Just for the sake of giving you all as much information as possible, here is an update on where I am with symptoms,

-Muscle aches. If I have a heavy session or a busy day I wake up a day or two later and my legs feel like lead. I know that if it doesn't happen the day after the following day will be so much worse. I tend to have to drag my heavy body around and cut out any activity I had planned. 

-Swollen glands. When I've really overdone it the glands in the back of my neck swell up making it feel stiff and uncomfortable. It's a hard feeling to explain - my head feels too heavy. 

-Fatigue. Some days I just can't do life. Sometimes I have to make myself fulfil necessary duties (I'm self-employed so if I don't work, I don't earn), and that normally means any episodes take longer to pass. 

-Sudden low mood. I think this is more of an indirect symptom due to the psychological impact of not being able to do what I feel I should be capable of doing. But this one is probably the hardest to manage because when it hits, it hits hard. 

I am fortunate that all of these things are manageable (to an extent). Hot baths with epsom salts really help the muscle aches, as well as resting my legs up high on a wall and letting them drain down. (This works for me anyway!). 

Swollen glands I use as an indicator that I have to stop doing whatever I'm doing because my body is crying out for rest.

I manage the fatigue by only ever planning very small sections of my day. This means that if I have excess energy I can go and do extra bits, but that I'm not overcommitting. In some circumstances this isn't always possible but it's helpful to have a plan!

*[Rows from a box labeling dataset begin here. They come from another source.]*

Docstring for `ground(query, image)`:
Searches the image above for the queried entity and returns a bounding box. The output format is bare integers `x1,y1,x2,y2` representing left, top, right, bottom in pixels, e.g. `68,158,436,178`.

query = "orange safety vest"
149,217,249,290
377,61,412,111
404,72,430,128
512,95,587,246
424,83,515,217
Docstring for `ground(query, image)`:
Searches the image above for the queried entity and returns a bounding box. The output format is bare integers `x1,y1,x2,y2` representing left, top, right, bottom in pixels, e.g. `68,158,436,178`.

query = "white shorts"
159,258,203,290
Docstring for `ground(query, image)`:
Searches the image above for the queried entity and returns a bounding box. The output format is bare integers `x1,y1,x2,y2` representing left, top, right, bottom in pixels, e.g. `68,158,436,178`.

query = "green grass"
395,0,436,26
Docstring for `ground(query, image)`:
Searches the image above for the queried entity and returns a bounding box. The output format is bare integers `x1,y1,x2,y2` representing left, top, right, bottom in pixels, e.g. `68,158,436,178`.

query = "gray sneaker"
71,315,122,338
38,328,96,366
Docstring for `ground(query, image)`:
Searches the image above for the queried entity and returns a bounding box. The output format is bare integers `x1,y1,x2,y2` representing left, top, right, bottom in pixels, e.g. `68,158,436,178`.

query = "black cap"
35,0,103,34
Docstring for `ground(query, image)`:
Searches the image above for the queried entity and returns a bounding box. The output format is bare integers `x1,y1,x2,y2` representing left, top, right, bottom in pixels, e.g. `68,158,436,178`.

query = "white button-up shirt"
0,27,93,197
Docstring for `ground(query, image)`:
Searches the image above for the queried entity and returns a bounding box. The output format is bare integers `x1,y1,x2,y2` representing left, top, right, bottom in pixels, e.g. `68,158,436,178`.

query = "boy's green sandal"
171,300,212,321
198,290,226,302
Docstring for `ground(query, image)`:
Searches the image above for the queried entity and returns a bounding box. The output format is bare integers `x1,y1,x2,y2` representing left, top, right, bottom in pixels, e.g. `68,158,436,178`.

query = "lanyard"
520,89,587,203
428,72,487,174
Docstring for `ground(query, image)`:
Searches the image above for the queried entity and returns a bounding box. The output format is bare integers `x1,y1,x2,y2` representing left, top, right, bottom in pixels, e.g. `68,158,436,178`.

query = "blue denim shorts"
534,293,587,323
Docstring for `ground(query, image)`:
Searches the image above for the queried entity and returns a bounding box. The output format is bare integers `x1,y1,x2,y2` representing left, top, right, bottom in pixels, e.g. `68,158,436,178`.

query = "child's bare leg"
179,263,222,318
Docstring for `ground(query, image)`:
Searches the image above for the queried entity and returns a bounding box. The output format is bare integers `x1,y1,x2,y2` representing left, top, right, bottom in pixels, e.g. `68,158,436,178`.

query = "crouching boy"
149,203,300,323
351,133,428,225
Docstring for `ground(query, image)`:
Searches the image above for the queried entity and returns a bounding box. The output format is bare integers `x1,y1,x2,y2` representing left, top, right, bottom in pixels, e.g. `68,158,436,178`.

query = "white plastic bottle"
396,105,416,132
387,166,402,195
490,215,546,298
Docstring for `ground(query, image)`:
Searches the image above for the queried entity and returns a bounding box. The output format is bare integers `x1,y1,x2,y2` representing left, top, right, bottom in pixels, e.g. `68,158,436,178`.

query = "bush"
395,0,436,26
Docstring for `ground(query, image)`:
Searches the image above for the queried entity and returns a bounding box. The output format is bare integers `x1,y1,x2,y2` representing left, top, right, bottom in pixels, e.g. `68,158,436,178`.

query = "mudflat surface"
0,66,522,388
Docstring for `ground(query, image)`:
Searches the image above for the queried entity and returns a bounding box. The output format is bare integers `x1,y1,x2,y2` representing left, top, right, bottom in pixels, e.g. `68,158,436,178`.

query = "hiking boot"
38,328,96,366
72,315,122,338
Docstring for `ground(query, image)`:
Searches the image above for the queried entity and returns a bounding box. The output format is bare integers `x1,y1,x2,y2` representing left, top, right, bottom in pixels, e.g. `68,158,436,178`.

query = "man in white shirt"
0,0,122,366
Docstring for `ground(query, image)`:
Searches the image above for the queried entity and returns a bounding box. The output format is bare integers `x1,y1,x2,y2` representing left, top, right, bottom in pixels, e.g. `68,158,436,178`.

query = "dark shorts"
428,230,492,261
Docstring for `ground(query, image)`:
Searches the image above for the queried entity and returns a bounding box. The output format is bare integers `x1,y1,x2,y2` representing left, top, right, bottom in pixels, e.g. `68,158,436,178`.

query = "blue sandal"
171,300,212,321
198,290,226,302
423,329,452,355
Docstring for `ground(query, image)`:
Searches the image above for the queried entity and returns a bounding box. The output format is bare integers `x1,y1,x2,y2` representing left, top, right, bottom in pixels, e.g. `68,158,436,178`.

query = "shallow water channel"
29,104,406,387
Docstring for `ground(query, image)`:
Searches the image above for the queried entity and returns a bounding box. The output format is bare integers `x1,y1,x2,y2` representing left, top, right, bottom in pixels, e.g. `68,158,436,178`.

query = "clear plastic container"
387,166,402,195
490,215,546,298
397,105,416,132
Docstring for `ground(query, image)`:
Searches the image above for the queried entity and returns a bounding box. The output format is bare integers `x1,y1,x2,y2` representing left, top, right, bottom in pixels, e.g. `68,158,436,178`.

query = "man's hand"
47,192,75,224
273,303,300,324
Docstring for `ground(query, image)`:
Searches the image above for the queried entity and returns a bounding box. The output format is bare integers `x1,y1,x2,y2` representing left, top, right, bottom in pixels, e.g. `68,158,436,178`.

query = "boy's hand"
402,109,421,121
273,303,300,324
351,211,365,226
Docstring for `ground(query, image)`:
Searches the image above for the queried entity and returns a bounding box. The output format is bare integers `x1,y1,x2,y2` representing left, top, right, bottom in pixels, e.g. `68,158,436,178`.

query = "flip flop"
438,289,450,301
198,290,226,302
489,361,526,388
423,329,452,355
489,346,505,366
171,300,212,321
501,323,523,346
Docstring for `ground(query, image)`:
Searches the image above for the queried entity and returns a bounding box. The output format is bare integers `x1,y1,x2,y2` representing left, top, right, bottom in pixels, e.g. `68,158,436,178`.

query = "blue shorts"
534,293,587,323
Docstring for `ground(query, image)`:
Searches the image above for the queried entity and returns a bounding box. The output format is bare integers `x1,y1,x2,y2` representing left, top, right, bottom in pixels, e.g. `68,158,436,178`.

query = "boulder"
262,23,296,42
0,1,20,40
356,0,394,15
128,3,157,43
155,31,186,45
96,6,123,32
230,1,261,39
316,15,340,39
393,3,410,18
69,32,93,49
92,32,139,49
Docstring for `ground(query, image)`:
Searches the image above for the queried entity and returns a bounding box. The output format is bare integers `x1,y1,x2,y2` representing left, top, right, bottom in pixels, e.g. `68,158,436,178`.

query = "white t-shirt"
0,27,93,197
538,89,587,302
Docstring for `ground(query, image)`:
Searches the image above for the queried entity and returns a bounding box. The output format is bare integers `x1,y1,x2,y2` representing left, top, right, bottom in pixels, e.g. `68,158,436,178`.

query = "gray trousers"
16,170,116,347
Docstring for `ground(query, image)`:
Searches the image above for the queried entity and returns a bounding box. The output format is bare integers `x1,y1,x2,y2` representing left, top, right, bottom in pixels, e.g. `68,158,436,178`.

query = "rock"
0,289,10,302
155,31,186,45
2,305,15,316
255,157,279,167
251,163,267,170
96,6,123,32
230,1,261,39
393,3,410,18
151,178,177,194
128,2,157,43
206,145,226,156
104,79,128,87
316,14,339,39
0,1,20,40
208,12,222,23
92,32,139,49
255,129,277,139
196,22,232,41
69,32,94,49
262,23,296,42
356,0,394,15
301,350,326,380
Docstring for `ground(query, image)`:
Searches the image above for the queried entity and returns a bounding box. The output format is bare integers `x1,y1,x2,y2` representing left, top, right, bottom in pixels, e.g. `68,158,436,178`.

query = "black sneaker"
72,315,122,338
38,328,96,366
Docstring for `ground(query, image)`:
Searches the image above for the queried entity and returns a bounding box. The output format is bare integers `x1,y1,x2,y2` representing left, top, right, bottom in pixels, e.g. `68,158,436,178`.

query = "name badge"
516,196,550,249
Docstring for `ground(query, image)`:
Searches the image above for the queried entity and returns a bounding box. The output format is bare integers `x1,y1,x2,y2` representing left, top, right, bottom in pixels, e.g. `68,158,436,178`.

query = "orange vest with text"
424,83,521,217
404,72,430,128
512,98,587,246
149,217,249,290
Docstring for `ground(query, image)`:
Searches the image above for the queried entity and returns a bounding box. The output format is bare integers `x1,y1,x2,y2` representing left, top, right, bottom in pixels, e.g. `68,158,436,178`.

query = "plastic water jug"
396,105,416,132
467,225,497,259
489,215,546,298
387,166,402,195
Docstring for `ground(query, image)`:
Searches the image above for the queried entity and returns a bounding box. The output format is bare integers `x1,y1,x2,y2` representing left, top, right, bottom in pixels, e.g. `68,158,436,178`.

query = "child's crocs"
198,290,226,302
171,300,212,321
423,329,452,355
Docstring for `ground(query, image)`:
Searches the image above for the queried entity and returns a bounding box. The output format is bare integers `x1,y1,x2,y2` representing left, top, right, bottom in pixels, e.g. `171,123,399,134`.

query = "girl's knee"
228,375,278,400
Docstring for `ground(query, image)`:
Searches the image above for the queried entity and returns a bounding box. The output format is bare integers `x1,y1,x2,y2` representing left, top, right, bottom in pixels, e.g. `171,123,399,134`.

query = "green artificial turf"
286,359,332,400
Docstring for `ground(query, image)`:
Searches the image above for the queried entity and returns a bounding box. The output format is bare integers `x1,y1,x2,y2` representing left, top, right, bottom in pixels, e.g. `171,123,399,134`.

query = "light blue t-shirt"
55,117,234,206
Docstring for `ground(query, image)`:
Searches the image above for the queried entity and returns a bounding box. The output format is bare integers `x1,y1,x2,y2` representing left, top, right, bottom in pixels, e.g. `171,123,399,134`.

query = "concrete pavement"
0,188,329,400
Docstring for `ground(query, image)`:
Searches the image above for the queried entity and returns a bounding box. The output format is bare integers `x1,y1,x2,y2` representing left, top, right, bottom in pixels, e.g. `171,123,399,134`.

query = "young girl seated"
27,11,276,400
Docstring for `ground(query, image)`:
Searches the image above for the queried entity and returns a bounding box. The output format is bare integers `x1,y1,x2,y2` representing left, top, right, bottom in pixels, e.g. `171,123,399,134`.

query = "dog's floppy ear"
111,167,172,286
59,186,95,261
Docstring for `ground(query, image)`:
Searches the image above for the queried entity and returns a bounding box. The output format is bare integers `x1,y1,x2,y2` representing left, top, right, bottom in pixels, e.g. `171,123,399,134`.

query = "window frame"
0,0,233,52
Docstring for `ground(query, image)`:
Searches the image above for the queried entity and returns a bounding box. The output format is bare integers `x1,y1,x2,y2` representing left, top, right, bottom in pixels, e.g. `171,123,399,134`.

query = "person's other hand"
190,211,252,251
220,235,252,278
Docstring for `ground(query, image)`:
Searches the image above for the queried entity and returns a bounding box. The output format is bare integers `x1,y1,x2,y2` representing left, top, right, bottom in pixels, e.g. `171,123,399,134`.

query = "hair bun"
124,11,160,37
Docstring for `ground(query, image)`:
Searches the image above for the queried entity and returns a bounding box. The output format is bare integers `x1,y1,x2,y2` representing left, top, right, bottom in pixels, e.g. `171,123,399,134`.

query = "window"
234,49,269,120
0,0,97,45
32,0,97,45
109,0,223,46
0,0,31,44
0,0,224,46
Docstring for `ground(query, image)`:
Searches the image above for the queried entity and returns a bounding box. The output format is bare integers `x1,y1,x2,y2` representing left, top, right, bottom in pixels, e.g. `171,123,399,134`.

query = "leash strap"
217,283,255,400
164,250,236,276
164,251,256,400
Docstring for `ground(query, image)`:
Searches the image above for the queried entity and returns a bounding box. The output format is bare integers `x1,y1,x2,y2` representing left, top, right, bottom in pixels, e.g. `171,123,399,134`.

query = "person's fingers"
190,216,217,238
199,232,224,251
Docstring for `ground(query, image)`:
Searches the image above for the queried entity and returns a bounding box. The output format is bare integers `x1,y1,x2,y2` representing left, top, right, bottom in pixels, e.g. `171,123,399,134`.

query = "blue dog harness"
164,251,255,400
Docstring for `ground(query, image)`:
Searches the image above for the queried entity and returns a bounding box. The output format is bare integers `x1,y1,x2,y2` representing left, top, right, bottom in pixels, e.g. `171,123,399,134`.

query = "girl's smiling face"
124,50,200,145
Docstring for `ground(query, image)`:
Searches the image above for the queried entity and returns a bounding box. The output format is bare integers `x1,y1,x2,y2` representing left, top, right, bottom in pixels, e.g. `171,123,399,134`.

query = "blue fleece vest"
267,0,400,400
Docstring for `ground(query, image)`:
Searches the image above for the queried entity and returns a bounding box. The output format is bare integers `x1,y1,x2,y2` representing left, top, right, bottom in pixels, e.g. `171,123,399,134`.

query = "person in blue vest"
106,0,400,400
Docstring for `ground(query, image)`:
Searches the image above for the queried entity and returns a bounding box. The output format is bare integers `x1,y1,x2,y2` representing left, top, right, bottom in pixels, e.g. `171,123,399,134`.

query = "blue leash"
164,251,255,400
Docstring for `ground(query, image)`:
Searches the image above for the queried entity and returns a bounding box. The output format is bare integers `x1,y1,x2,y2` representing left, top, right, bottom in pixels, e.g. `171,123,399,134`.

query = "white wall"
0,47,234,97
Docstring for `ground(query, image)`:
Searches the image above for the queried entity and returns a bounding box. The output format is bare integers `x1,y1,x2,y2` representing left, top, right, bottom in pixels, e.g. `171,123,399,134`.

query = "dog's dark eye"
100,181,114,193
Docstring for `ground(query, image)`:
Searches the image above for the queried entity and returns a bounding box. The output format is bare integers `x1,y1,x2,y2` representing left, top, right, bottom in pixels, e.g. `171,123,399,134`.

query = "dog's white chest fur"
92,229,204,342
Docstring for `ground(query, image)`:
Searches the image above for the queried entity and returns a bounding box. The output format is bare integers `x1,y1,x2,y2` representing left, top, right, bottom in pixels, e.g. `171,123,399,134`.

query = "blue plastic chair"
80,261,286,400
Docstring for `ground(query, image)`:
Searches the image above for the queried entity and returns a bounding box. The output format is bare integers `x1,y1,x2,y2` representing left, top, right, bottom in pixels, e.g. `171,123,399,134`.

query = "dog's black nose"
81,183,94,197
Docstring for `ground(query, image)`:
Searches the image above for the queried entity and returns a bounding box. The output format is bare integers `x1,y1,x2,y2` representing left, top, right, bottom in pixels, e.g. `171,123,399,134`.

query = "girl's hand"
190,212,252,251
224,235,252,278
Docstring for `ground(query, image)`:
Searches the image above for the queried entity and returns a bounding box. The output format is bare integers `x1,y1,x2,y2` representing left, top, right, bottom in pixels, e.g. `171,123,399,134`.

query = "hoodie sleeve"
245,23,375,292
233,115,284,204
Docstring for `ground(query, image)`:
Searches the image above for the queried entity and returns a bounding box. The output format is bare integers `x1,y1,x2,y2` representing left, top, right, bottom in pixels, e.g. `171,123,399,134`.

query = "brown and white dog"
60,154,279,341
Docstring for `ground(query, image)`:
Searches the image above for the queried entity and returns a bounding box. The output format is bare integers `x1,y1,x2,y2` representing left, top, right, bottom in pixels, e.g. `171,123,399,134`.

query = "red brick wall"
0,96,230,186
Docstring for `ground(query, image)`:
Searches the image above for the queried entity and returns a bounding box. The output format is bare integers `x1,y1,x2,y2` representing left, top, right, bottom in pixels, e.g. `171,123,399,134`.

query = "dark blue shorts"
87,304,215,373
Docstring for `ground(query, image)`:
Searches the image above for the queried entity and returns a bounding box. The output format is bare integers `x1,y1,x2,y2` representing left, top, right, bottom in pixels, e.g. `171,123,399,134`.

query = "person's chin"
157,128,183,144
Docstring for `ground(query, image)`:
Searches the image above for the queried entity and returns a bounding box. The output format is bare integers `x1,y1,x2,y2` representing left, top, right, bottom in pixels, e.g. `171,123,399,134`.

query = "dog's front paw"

Mood? On these days I try and get out and take the dogs somewhere beautiful. If I don't have the energy for that I'll play a bit of music or watch a film I enjoy and remember it's not forever!  
That said, sometimes I just have to have a big ugly cry and then the world seems better. It's like how everything looks cleaner outside after it rains.

So back to the point.

What does recovery look like?

The definition of recovery : a return to a normal state of health, mind, or strength.

I am in the process of recovery. My recovery looks like tiny improvements week on week. It looks like going from statistically the second worse blocker on my team in February to winning best blocker award at our last game. 

I am taking joy from each and every positive step I'm making. Yes, I may not be well, but I am better. I'm better than I was at the beginning of the year. I'm better than I was a month ago.

The only way is up. Until then, I'll keep on keeping on.